April 29, 2024 | Sitan Chen, Vasilis Kontonis, Kulin Shah
This paper addresses the problem of learning mixtures of \( k \) Gaussians in \( d \) dimensions without assuming any separation between the components. The authors propose an algorithm that draws \( d^{\text{poly}(k/\epsilon)} \) samples, runs in sample-polynomial time, and constructs a sampler whose output distribution is \( \epsilon \)-far from the unknown mixture in total variation distance. This improves upon prior work, which either required exponential runtime in \( d \), placed strong assumptions on the instance, or had a doubly exponential dependence on \( k \).
The key contribution is an algorithm for score matching, which leverages a reduction from distribution learning to a supervised learning task called score matching. The algorithm approximates the score function of a Gaussian mixture using a piecewise-polynomial function and provides an efficient procedure to recover the polynomial pieces. This is the first example of diffusion models achieving state-of-the-art theoretical guarantees for an unsupervised learning task.
The approach involves several steps:
1. **Learning via DDPM**: The algorithm uses a denoising diffusion probabilistic model (DDPM) to generate samples from the target distribution.
2. **Approximating the Score Function**: The score function of the mixture is approximated using a piecewise polynomial function, which is shown to be efficient to compute.
3. **Clustering and Polynomial Approximation**: A crude clustering algorithm is used to create a partition of the space, which helps in simplifying the score function and applying polynomial approximation.
4. **Simplifying the Score**: The score function is simplified by removing the contribution of components that are far from the current component, reducing the effective radius of the approximation domain.
5. **Polynomial Approximation**: The simplified score function is approximated using a polynomial, ensuring the degree is polynomial in \( k \) and \( \epsilon \).
The paper also discusses the challenges and limitations, including the exponential dependence on \( 1/\epsilon \) and the need for well-conditioned covariance matrices. The authors provide a detailed analysis and theoretical guarantees for their approach, making significant progress towards bridging the gap between the best-known upper and lower bounds for density estimation of general Gaussian mixture models.This paper addresses the problem of learning mixtures of \( k \) Gaussians in \( d \) dimensions without assuming any separation between the components. The authors propose an algorithm that draws \( d^{\text{poly}(k/\epsilon)} \) samples, runs in sample-polynomial time, and constructs a sampler whose output distribution is \( \epsilon \)-far from the unknown mixture in total variation distance. This improves upon prior work, which either required exponential runtime in \( d \), placed strong assumptions on the instance, or had a doubly exponential dependence on \( k \).
The key contribution is an algorithm for score matching, which leverages a reduction from distribution learning to a supervised learning task called score matching. The algorithm approximates the score function of a Gaussian mixture using a piecewise-polynomial function and provides an efficient procedure to recover the polynomial pieces. This is the first example of diffusion models achieving state-of-the-art theoretical guarantees for an unsupervised learning task.
The approach involves several steps:
1. **Learning via DDPM**: The algorithm uses a denoising diffusion probabilistic model (DDPM) to generate samples from the target distribution.

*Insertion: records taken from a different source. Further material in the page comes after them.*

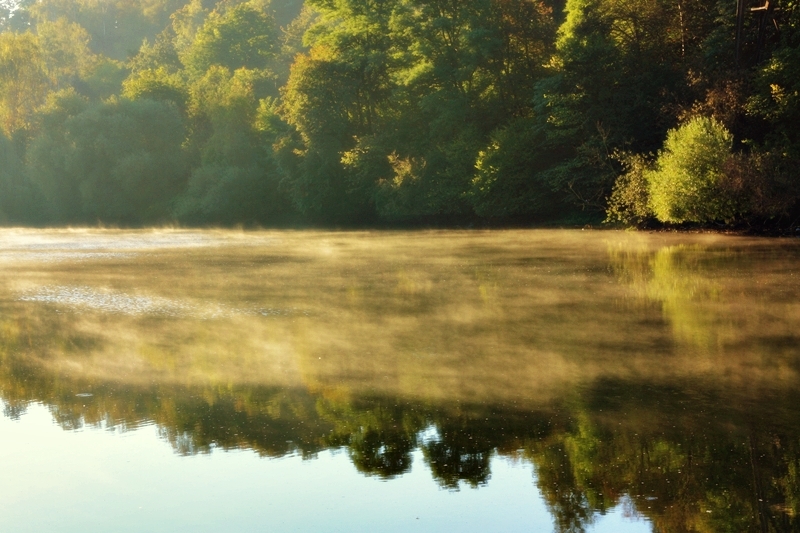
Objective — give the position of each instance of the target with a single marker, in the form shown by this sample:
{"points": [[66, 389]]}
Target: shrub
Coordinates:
{"points": [[629, 202], [684, 185]]}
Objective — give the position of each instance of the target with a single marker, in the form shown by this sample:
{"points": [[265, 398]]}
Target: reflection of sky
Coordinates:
{"points": [[101, 480]]}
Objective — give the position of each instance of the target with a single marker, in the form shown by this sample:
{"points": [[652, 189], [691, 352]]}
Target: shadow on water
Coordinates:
{"points": [[660, 372]]}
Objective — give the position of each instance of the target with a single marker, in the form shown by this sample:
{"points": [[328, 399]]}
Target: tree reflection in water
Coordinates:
{"points": [[659, 374]]}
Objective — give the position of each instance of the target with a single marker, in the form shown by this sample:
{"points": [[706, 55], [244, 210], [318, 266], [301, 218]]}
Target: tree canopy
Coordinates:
{"points": [[368, 112]]}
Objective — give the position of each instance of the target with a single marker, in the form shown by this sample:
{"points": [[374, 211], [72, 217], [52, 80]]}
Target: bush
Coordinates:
{"points": [[684, 185], [629, 202]]}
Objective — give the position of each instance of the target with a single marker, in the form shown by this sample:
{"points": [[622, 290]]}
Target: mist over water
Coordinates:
{"points": [[644, 381]]}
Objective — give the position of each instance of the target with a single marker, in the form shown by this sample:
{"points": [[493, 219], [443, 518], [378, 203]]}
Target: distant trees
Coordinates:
{"points": [[358, 112]]}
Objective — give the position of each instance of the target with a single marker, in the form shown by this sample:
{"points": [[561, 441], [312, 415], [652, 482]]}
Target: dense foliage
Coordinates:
{"points": [[398, 111]]}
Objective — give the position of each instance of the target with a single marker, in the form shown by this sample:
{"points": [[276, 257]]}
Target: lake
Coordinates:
{"points": [[548, 380]]}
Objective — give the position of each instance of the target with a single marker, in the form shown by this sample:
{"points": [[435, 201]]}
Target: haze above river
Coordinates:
{"points": [[398, 381]]}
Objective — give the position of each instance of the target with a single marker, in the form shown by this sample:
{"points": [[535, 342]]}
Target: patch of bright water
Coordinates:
{"points": [[77, 298], [97, 479]]}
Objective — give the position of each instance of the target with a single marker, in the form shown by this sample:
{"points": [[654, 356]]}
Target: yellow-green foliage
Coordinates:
{"points": [[683, 185]]}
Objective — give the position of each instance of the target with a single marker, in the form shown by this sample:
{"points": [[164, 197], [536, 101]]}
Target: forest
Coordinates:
{"points": [[642, 113]]}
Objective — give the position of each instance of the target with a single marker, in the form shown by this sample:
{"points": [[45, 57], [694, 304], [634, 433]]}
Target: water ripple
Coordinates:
{"points": [[112, 302]]}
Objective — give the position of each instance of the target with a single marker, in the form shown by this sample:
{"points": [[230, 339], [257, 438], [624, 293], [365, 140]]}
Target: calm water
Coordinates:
{"points": [[398, 381]]}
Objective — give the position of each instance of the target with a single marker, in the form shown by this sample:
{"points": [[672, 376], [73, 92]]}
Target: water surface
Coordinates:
{"points": [[410, 381]]}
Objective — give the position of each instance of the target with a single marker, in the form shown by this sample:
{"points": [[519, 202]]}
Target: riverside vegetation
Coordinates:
{"points": [[342, 112]]}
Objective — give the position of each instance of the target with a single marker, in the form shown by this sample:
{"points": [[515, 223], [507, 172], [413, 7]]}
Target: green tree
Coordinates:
{"points": [[683, 185], [243, 37], [119, 161], [23, 80]]}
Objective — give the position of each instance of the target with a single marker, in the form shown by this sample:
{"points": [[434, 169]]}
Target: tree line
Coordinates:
{"points": [[362, 112]]}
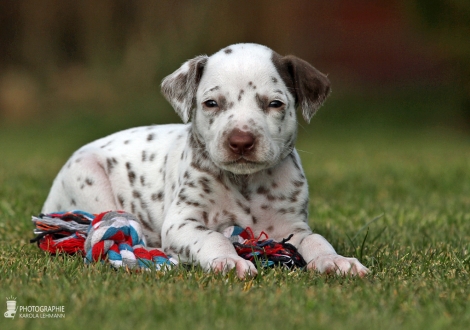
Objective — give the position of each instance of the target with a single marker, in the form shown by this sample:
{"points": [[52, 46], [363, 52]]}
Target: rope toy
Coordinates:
{"points": [[112, 236], [116, 237]]}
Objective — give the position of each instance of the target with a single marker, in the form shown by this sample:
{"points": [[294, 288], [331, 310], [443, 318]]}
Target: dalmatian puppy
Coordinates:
{"points": [[232, 162]]}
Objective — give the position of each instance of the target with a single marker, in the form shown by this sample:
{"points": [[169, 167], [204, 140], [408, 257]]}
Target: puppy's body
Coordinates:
{"points": [[234, 164]]}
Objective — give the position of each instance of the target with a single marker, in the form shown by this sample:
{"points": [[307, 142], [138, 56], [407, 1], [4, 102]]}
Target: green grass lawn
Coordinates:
{"points": [[402, 169]]}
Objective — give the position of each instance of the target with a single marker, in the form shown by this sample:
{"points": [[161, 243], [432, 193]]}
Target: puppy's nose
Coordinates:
{"points": [[241, 142]]}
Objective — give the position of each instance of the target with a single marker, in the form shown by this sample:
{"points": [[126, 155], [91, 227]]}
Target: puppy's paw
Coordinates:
{"points": [[333, 263], [244, 268]]}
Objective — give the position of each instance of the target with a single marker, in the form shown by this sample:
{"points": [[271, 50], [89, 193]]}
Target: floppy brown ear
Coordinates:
{"points": [[180, 87], [309, 86]]}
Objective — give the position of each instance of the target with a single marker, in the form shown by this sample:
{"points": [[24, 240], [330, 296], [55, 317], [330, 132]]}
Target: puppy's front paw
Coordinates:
{"points": [[340, 265], [244, 268]]}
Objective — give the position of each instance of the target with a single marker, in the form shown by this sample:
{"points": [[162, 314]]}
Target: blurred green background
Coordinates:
{"points": [[93, 61]]}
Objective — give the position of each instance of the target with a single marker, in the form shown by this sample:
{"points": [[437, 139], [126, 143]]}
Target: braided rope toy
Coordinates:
{"points": [[116, 237]]}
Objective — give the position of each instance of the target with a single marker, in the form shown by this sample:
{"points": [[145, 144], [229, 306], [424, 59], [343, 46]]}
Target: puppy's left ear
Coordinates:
{"points": [[180, 87], [309, 86]]}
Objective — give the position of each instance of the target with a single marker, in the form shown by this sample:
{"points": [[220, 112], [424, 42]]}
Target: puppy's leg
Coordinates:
{"points": [[81, 184], [184, 235]]}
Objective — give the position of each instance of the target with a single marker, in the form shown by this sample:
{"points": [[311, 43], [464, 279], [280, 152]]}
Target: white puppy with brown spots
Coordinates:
{"points": [[233, 162]]}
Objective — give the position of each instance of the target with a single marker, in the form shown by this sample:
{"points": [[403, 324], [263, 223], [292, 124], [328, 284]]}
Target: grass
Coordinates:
{"points": [[392, 192]]}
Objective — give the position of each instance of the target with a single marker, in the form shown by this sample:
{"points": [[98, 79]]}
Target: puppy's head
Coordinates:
{"points": [[242, 103]]}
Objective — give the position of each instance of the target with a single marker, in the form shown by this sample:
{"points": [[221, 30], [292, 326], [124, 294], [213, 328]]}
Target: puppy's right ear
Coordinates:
{"points": [[180, 87]]}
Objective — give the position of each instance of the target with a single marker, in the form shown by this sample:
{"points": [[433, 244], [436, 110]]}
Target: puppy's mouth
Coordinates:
{"points": [[243, 160], [242, 165]]}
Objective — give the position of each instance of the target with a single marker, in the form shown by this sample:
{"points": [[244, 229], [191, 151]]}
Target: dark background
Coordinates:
{"points": [[89, 60]]}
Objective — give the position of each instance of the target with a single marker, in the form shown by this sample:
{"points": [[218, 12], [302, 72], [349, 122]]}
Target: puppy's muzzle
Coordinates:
{"points": [[241, 143]]}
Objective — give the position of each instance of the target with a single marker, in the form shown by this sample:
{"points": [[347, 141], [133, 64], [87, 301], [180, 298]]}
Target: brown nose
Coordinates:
{"points": [[241, 142]]}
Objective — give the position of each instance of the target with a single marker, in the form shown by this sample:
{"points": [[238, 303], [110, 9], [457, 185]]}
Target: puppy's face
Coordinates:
{"points": [[244, 112], [242, 103]]}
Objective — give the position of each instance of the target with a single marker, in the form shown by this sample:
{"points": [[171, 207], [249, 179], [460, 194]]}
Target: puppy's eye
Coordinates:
{"points": [[276, 104], [211, 104]]}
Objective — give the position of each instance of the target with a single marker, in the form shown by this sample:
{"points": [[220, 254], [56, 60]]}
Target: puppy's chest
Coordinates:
{"points": [[257, 204]]}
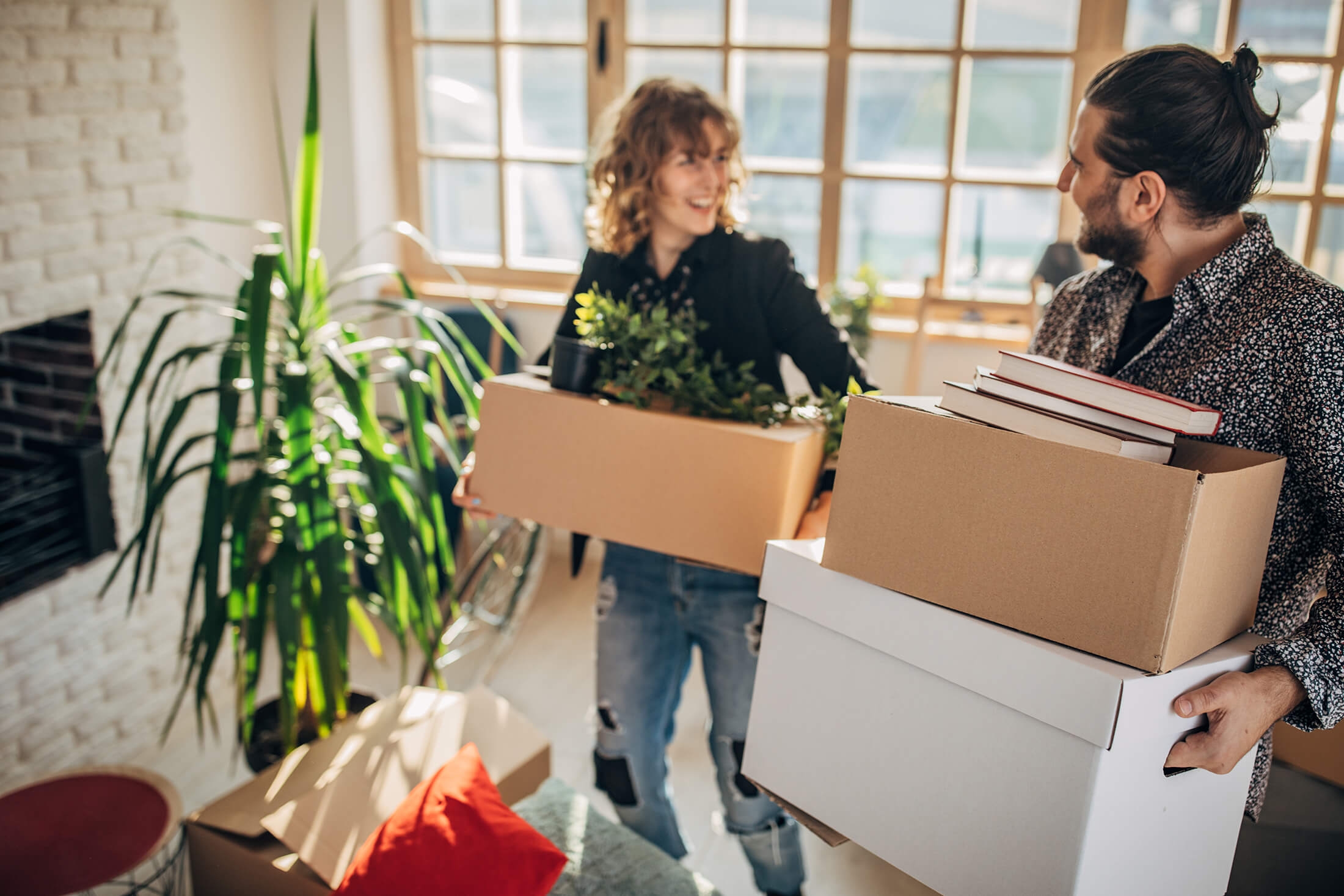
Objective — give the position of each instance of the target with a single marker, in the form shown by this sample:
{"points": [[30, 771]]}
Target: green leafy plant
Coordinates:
{"points": [[852, 311], [305, 481], [656, 352], [830, 410]]}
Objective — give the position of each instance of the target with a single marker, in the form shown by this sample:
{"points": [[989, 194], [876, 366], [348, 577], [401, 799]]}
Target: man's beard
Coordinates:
{"points": [[1104, 235]]}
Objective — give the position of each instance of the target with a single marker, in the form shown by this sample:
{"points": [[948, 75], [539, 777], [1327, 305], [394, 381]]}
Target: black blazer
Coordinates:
{"points": [[757, 305]]}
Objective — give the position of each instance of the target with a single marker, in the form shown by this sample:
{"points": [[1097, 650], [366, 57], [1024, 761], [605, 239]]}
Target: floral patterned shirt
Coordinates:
{"points": [[1260, 338]]}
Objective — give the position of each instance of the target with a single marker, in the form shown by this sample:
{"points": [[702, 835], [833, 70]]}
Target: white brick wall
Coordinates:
{"points": [[90, 120]]}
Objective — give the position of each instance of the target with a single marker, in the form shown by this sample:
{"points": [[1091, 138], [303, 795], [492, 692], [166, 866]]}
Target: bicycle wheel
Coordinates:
{"points": [[494, 590]]}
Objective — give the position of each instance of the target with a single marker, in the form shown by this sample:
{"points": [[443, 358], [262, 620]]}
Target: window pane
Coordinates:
{"points": [[1302, 89], [460, 103], [891, 226], [1287, 26], [1018, 116], [998, 235], [674, 21], [788, 207], [783, 103], [1335, 177], [464, 209], [1158, 22], [458, 18], [1328, 255], [904, 23], [805, 23], [698, 66], [898, 112], [546, 105], [1023, 24], [1285, 219], [545, 19], [546, 216]]}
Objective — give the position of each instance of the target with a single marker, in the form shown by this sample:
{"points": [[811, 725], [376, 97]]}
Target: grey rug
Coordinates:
{"points": [[605, 859]]}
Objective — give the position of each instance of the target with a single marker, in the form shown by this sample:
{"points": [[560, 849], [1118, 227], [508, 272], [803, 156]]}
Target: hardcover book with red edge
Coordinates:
{"points": [[1108, 394]]}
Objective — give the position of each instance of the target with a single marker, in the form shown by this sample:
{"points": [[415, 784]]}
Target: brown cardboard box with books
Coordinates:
{"points": [[293, 829], [706, 490], [1143, 563]]}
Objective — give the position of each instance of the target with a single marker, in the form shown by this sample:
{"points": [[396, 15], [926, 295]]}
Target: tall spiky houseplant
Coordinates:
{"points": [[304, 480]]}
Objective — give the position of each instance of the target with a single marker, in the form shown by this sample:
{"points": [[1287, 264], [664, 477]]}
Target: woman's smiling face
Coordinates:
{"points": [[690, 189]]}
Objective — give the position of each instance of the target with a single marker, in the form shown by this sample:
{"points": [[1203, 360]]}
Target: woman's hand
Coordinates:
{"points": [[814, 524], [461, 492]]}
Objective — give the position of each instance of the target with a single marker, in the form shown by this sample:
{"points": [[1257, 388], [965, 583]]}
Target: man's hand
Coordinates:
{"points": [[1241, 708], [461, 490], [814, 524]]}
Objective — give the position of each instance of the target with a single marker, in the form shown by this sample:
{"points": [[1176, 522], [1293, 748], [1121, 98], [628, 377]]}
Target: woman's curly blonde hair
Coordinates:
{"points": [[635, 137]]}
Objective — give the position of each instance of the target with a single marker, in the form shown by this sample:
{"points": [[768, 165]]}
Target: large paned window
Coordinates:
{"points": [[921, 137]]}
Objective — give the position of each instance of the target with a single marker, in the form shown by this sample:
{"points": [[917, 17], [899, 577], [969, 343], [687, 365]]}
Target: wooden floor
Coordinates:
{"points": [[549, 673]]}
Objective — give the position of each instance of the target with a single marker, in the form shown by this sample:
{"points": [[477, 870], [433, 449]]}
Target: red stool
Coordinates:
{"points": [[105, 829]]}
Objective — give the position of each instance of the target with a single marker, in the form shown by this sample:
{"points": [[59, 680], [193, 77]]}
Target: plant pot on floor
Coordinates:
{"points": [[574, 365], [265, 747]]}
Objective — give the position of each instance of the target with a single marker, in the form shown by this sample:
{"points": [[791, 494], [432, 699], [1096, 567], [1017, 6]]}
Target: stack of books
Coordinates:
{"points": [[1054, 401]]}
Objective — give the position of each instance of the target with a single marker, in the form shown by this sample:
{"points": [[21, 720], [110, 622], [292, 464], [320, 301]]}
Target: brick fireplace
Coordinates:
{"points": [[56, 509], [90, 150]]}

2. **Approximating the Score Function**: The score function of the mixture is approximated using a piecewise polynomial function, which is shown to be efficient to compute.
3. **Clustering and Polynomial Approximation**: A crude clustering algorithm is used to create a partition of the space, which helps in simplifying the score function and applying polynomial approximation.
4. **Simplifying the Score**: The score function is simplified by removing the contribution of components that are far from the current component, reducing the effective radius of the approximation domain.
5. **Polynomial Approximation**: The simplified score function is approximated using a polynomial, ensuring the degree is polynomial in \( k \) and \( \epsilon \).
The paper also discusses the challenges and limitations, including the exponential dependence on \( 1/\epsilon \) and the need for well-conditioned covariance matrices. The authors provide a detailed analysis and theoretical guarantees for their approach, making significant progress towards bridging the gap between the best-known upper and lower bounds for density estimation of general Gaussian mixture models.